In Maine, the Fryeburg Fair is the biggest and grandest of fairs. People come from all over the country. In fact, it’s estimated that 300,000 people come annually to attend the Fryeburg Fair, which began in 1851. It is very common for Mainers to take a weekday off from work to go, because the crowds on the weekends are so intense that both parking and navigating the fair can be problematic. My husband took last Thursday as a vacation day, and off we went. Disclaimer: It is absolutely impossible to capture the breadth of the Fryeburg Fair in a short blog, but what follows is a photo introduction.
First things first. Edna Olmstead, who hooks with us on Tuesdays, and who makes our super popular flannel frame covers and felt snip containers, won two blue ribbons in the hooked rug category at the fair. I had the privilege of seeing Edna working on both of these pieces, and photos can not do them justice. Additionally, I had to shoot them through a glass case, but you get the idea.
There were so many skills, handcrafts and trades represented at the fair it was mind boggling. Here are some of the examples I found particularly interesting.
There are so many animals at the Fryeburg Fair. The Wikipedia entry on this fair says that it may have the largest number of oxen, for example. I did not photograph the oxen, I’m sorry to say. Had I known of their claim to fame at this fair I might have. However, I did photograph many of the other animals.
First, the cows…
Sheep. I love sheep. After all, they are where our wool comes from.

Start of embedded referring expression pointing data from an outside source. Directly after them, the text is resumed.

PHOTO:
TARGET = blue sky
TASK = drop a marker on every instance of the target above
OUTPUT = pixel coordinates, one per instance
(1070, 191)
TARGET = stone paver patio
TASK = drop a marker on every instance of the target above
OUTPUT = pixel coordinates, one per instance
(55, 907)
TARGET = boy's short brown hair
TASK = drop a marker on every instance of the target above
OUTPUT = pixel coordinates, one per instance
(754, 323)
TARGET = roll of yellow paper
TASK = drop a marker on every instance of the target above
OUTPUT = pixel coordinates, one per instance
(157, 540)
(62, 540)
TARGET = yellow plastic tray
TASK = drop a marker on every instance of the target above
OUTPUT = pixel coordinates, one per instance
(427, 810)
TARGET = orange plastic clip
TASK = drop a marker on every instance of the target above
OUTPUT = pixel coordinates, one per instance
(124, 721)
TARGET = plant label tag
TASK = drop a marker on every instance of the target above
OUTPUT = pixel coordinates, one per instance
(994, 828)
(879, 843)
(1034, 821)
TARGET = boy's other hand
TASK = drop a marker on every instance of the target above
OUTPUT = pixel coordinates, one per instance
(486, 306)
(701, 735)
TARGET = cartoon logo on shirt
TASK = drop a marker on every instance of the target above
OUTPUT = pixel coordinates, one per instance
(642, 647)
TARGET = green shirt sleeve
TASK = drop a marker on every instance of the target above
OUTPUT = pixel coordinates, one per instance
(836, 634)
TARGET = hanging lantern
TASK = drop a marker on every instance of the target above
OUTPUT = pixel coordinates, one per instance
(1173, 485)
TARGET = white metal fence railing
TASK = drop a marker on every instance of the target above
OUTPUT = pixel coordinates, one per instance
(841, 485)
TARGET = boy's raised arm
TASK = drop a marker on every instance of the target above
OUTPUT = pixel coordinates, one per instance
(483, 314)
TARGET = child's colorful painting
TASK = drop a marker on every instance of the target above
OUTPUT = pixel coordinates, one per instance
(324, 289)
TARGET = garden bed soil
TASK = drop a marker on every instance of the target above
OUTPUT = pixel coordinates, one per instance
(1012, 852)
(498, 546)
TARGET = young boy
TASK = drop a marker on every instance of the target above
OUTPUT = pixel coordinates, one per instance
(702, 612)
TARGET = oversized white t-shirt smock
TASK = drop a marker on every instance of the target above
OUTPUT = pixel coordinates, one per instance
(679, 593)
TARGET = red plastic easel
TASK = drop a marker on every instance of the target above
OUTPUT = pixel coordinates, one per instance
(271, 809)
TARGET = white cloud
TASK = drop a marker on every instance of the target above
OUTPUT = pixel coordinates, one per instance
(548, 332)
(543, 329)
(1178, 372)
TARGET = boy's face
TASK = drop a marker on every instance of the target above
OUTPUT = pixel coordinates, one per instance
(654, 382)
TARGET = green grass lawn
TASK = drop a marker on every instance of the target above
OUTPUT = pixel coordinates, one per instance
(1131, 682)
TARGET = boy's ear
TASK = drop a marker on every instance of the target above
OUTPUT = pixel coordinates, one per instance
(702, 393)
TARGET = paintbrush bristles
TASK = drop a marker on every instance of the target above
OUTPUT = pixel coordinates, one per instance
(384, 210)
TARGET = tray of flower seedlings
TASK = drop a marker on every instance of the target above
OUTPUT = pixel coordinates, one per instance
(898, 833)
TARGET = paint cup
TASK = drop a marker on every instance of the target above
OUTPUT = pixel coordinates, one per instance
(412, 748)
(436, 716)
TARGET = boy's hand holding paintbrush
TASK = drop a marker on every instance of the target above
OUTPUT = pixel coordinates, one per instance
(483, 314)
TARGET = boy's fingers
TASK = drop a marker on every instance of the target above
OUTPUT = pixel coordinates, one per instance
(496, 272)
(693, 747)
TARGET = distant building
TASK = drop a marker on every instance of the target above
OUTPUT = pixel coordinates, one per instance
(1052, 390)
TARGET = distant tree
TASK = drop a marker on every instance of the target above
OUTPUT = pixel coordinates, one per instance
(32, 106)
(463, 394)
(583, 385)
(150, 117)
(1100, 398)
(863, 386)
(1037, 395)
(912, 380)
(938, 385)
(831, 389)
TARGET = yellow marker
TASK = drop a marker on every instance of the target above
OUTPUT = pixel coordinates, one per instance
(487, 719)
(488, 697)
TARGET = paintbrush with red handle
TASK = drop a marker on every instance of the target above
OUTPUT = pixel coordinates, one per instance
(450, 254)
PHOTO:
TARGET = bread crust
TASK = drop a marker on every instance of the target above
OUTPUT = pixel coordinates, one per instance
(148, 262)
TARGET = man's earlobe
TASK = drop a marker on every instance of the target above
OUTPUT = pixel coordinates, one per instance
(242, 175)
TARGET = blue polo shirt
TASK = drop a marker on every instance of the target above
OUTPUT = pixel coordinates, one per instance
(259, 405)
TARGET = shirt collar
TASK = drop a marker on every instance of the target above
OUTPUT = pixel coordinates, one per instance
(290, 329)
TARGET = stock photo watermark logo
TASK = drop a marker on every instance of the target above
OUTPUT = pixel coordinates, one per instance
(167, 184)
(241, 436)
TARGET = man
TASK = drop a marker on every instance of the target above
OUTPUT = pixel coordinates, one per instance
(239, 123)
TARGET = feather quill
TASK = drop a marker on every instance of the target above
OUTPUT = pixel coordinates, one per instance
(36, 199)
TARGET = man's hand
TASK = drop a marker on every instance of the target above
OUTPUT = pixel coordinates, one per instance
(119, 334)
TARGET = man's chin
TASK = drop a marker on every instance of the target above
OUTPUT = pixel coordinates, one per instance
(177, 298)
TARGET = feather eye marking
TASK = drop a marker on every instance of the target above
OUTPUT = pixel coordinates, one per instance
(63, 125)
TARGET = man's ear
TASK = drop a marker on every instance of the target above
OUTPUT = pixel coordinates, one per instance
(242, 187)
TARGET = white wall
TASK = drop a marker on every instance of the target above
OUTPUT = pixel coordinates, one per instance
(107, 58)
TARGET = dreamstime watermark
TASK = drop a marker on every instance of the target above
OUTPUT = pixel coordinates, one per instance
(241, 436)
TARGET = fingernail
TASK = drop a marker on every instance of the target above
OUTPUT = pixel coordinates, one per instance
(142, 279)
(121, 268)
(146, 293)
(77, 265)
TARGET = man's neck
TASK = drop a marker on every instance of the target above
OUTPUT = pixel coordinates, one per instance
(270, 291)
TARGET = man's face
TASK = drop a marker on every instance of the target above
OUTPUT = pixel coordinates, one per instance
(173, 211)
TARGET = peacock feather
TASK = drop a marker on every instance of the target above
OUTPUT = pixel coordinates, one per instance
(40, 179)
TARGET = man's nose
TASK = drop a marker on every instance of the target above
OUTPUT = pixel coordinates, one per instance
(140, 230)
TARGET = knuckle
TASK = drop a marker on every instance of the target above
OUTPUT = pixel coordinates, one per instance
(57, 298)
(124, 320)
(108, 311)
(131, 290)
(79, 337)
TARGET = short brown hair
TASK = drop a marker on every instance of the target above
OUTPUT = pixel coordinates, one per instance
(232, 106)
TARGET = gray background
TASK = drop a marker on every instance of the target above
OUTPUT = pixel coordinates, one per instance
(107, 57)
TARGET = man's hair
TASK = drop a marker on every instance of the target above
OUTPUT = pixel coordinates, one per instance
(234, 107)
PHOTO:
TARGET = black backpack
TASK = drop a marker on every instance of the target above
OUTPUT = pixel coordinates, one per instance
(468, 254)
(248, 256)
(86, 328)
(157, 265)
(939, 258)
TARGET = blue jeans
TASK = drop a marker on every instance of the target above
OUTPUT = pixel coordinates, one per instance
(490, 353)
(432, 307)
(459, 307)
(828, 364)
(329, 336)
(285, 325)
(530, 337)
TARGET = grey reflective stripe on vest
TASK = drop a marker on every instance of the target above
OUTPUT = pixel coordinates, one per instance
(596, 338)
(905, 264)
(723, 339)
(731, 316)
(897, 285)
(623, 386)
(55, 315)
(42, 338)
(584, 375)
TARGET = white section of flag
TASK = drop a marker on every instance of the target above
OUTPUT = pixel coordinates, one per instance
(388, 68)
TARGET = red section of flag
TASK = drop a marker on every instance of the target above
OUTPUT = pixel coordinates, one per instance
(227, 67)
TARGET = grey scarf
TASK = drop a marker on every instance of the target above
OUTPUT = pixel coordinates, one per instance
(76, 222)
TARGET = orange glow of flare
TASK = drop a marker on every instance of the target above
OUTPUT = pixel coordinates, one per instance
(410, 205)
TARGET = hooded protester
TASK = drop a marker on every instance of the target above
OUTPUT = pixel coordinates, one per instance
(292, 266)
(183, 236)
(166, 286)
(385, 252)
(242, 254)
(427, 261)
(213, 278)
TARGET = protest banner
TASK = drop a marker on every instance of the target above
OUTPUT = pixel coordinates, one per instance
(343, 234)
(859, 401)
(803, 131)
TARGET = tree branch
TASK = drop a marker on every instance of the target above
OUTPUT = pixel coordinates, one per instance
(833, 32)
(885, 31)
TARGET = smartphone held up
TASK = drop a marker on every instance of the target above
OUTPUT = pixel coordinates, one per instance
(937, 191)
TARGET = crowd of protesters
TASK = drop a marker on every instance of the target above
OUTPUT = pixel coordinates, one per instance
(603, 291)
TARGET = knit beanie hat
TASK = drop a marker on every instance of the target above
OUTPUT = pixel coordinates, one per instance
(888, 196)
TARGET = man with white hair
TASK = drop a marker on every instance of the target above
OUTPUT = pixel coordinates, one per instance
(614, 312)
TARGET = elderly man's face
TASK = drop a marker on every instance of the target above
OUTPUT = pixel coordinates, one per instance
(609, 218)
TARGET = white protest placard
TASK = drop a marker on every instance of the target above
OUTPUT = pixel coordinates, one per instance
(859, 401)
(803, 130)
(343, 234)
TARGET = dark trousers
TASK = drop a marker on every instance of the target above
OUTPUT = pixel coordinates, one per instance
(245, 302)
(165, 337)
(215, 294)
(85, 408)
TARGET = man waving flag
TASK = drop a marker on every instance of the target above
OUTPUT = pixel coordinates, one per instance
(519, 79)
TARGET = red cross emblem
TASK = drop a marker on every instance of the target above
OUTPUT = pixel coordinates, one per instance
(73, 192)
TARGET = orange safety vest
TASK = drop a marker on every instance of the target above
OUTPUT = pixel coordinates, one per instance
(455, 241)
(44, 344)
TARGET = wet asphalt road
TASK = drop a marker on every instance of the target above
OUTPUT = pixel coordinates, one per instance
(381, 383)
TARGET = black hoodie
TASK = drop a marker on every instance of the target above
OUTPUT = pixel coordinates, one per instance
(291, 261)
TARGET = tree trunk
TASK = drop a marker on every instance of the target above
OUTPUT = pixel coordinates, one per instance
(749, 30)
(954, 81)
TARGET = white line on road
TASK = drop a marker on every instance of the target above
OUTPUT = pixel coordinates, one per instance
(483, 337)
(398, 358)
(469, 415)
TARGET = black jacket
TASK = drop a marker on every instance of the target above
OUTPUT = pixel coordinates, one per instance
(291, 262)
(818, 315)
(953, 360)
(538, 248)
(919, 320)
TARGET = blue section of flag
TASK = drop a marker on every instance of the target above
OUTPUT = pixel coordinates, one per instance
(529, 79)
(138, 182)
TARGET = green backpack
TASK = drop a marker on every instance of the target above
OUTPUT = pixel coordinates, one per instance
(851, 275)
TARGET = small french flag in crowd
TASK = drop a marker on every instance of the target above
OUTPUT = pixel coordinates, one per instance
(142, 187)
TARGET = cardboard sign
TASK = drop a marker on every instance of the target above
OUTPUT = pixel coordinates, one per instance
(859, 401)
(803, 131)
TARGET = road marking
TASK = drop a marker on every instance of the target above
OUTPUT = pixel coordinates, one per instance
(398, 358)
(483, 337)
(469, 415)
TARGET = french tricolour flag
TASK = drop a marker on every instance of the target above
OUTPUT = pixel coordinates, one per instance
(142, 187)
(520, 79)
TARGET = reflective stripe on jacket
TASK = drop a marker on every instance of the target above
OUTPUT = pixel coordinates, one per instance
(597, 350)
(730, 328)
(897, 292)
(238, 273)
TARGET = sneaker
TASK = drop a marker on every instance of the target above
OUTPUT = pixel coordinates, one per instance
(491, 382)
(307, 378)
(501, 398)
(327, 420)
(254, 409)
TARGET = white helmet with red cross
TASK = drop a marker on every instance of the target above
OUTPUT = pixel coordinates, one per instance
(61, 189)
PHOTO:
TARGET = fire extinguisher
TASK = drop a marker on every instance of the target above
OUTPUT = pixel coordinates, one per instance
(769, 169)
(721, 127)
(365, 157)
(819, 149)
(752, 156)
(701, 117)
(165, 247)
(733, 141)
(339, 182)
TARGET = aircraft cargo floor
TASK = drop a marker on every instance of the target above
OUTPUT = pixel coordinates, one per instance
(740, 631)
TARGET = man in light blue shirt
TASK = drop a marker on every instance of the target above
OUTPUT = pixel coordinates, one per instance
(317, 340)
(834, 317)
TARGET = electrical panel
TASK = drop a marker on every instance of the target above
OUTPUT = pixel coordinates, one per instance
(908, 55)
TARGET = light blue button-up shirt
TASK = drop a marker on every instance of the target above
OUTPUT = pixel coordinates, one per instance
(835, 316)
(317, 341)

Poultry. Although we have twenty-one hens at the Parris House, I find that I am only partial to my own. Not that crazy about a building full of others for some reason.
I know there are some of you who came to our page via also being fans of Beekman 1802. Here are your goat pics.
Let’s not forget the cool old vehicles…
Before I end, I want to just throw a trivia question out here. What are these two things, what do they have in common, and what are they each used for? The Mainers will all know.
This is my last country fair post of the season. I did not make the Common Ground Fair in September because we were at Harvest Festival in Sharon Springs, NY instead. Common Ground would be the other contender for grandest fair in Maine, although with a decidedly different (and wonderful) character.
Foliage is at or near peak in many places in Maine right now, the air is crisp, and the scents of the outdoors are pretty intoxicating. I hope if you haven’t already, some of you will share in fall and fair season in Maine.